MGM stated through the L.A. Times and Latino Review that no one had talked with Chinese authorities and that would mean the studio just decided to digitally erase all Chinese flags, insignias and propaganda from Red Dawn on their own as well as reshoot scenes. In fact the article states that the decision was made after screenings to potential distributors and the response from them was that they would be concerned about distribution and had even requested anonymity in some cases.

Tripp Vinson, one of the producers of the film came out with a glorious quote:

"We were initially very reluctant to make any changes...But after careful consideration we constructed a way to make a scarier, smarter and more dangerous 'Red Dawn' that we believe improves the movie."

That doesn't work when you consider the countries and the population size, how does it suddenly make it scarier, more dangerous and smarter?
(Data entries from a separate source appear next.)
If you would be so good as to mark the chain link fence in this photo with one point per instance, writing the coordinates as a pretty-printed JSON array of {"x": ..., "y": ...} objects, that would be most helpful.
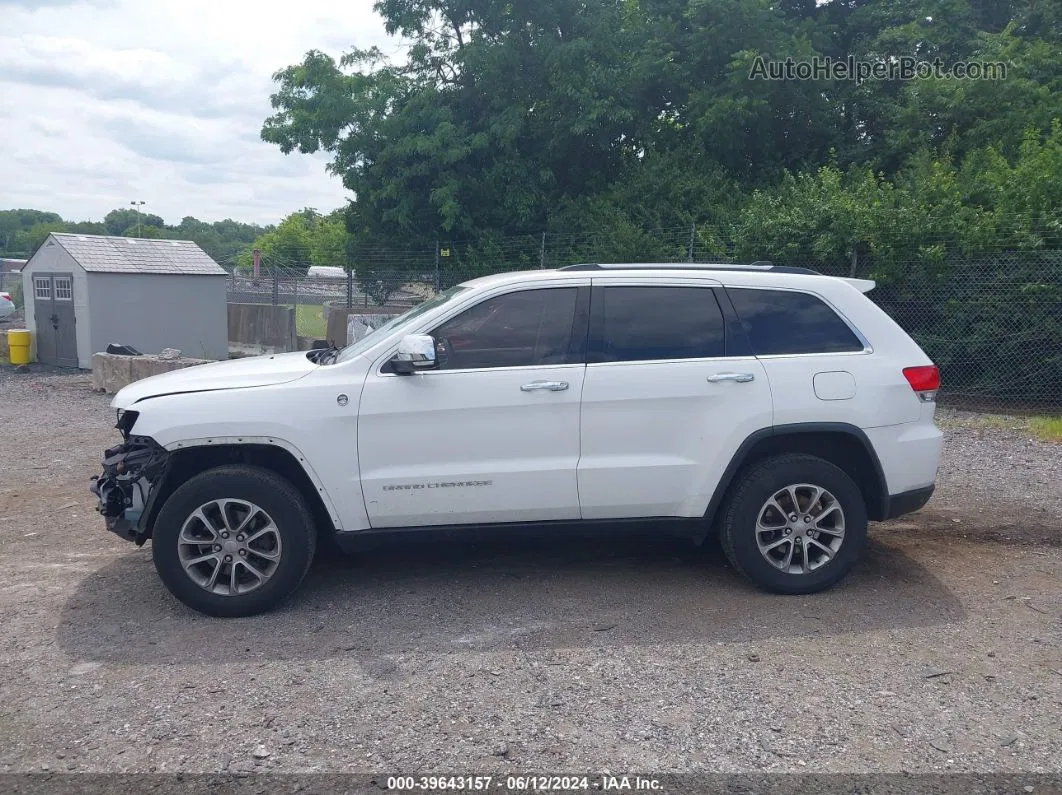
[{"x": 992, "y": 322}]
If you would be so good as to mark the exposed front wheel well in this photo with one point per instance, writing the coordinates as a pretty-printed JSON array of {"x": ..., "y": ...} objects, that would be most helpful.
[
  {"x": 842, "y": 448},
  {"x": 188, "y": 462}
]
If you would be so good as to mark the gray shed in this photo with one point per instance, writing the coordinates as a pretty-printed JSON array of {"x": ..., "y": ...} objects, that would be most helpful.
[{"x": 85, "y": 291}]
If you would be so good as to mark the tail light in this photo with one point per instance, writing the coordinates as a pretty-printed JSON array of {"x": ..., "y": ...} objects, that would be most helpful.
[{"x": 924, "y": 380}]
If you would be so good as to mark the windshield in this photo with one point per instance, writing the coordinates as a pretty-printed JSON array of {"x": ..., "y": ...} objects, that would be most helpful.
[{"x": 373, "y": 336}]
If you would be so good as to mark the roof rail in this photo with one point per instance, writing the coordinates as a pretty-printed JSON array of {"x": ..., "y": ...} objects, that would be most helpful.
[{"x": 759, "y": 265}]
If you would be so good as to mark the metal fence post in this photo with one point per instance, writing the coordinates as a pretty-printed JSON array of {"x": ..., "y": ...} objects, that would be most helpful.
[{"x": 438, "y": 276}]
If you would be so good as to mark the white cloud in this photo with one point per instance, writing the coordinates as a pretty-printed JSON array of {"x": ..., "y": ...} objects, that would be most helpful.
[{"x": 106, "y": 101}]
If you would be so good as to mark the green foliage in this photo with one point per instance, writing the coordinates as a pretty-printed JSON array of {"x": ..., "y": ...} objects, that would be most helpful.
[{"x": 303, "y": 239}]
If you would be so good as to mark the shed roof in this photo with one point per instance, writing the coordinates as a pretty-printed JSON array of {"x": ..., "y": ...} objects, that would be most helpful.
[{"x": 103, "y": 254}]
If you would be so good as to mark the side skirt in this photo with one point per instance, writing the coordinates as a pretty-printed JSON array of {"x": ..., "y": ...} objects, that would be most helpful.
[{"x": 684, "y": 528}]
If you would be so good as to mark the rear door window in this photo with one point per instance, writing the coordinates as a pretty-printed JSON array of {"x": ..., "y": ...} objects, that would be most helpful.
[
  {"x": 785, "y": 322},
  {"x": 637, "y": 324}
]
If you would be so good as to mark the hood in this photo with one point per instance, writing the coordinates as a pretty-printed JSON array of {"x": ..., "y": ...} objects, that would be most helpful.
[{"x": 261, "y": 370}]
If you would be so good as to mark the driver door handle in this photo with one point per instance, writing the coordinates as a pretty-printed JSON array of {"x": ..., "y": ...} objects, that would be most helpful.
[
  {"x": 739, "y": 377},
  {"x": 551, "y": 385}
]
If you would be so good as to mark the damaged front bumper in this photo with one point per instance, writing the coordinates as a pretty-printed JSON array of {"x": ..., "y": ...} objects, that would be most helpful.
[{"x": 131, "y": 473}]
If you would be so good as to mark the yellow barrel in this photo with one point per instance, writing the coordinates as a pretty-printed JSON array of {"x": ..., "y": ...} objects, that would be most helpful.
[{"x": 18, "y": 345}]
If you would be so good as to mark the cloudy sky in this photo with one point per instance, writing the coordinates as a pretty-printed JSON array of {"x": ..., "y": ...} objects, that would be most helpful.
[{"x": 108, "y": 101}]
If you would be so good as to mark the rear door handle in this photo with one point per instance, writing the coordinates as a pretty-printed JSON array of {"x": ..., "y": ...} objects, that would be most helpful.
[
  {"x": 551, "y": 385},
  {"x": 739, "y": 377}
]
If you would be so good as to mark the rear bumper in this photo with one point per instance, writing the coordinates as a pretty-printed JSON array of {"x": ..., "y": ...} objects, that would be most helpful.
[{"x": 907, "y": 502}]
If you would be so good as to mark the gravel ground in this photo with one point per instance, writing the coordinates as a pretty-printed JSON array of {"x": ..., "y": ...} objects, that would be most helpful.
[{"x": 942, "y": 652}]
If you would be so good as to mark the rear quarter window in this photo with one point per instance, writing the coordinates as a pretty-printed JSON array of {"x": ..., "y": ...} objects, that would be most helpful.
[{"x": 784, "y": 322}]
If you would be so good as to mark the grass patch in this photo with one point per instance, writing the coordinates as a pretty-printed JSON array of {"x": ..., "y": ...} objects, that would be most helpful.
[
  {"x": 1047, "y": 428},
  {"x": 310, "y": 321}
]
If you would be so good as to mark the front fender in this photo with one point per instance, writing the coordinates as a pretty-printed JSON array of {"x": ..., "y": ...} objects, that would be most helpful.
[{"x": 303, "y": 417}]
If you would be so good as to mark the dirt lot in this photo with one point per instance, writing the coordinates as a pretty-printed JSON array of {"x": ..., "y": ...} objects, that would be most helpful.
[{"x": 941, "y": 653}]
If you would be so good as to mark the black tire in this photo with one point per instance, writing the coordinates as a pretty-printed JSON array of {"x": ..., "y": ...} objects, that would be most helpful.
[
  {"x": 274, "y": 495},
  {"x": 751, "y": 494}
]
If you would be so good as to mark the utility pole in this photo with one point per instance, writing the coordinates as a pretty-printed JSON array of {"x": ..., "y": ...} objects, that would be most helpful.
[{"x": 138, "y": 205}]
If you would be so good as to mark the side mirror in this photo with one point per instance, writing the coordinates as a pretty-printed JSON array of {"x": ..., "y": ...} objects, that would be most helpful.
[{"x": 415, "y": 352}]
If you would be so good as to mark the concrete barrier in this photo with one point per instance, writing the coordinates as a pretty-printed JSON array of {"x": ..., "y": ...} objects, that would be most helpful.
[
  {"x": 339, "y": 323},
  {"x": 110, "y": 372},
  {"x": 261, "y": 328}
]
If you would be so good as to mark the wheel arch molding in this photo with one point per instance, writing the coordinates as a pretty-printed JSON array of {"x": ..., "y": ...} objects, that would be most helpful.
[
  {"x": 844, "y": 445},
  {"x": 191, "y": 456}
]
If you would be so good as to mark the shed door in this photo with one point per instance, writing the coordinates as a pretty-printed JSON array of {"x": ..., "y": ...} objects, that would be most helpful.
[{"x": 53, "y": 310}]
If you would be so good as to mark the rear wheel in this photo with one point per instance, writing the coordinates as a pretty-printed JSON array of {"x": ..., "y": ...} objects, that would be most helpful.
[
  {"x": 794, "y": 524},
  {"x": 235, "y": 540}
]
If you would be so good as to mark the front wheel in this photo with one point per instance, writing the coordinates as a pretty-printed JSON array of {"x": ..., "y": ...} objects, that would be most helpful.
[
  {"x": 794, "y": 524},
  {"x": 235, "y": 540}
]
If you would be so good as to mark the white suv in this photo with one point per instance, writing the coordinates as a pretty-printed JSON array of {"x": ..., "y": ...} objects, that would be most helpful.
[{"x": 774, "y": 407}]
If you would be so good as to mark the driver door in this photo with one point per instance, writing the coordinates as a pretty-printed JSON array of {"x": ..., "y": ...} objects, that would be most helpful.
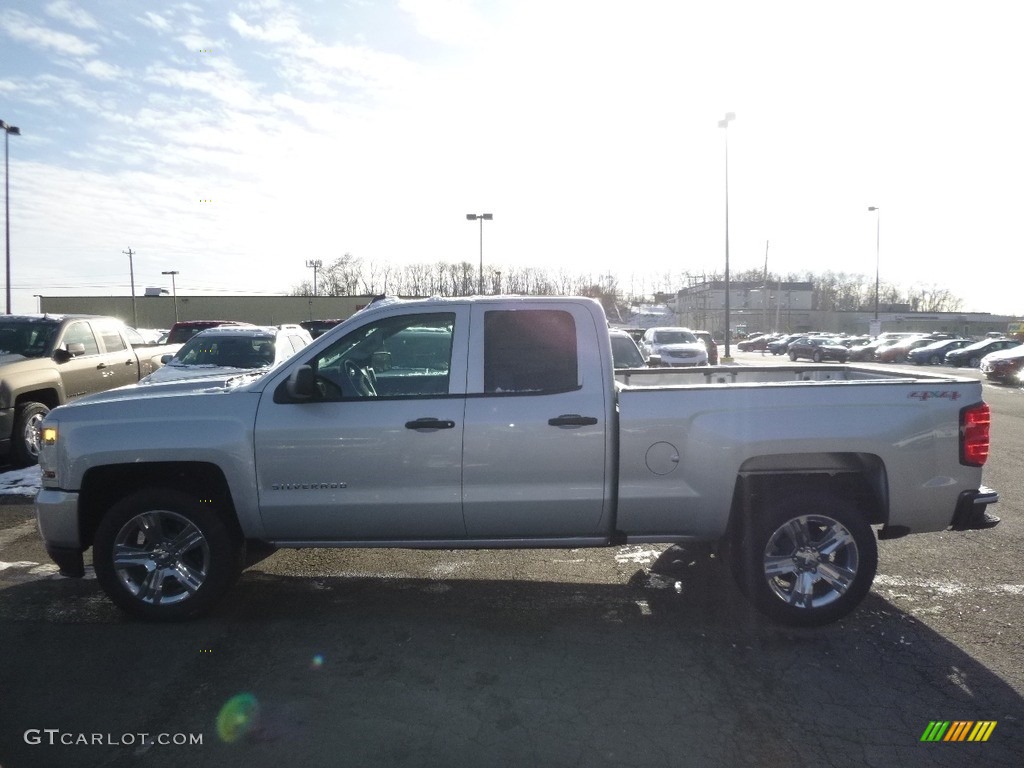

How could moving from a Chinese invading force to a North Korean invading force make the film better?

It's clearly one thing and one thing alone, they wanted distribution in China and they want to earn the money there.

At least Mike Vollman the Executive Vice President of Worldwide Marketing for MGM was honest when he said:

"MGM has been working with the film 'Red Dawn's' director and producers to make the most commercially viable version of the film for audiences worldwide...We want to ensure the most people possible are able to experience it."

I respect that honesty much more than some rubbish about the change making the film better.

However it seems that not so much needs to be changed, or perhaps it's another publicity comment, but we're also told that the US $1 million worth of changes to the film will see the opening sequence which creates the fictional world where this could happen changed, the editing of two scenes and digital work throughout the film to remove all the Chinese symbols and change them to Korean.

I think the key there is "fictional world".

The article also mentions that it's actually a coalition that invades the U.S., I'd be interested to see who else is invading the country along with North Korea, probably all the countries that don't buy Hollywood films.

Do the studios know they are alienating potential future markets? Perhaps they should stick to aliens invading all the time, mind you, they could be potential markets in the future too.

Interestingly the director Dan Bradley wasn't around to comment on any of this. I wonder what he or any of the writers would say? Toe the studio line or be annoyed that they were selling out and changing the film? Why didn't anyone suggest this at the script or development stages?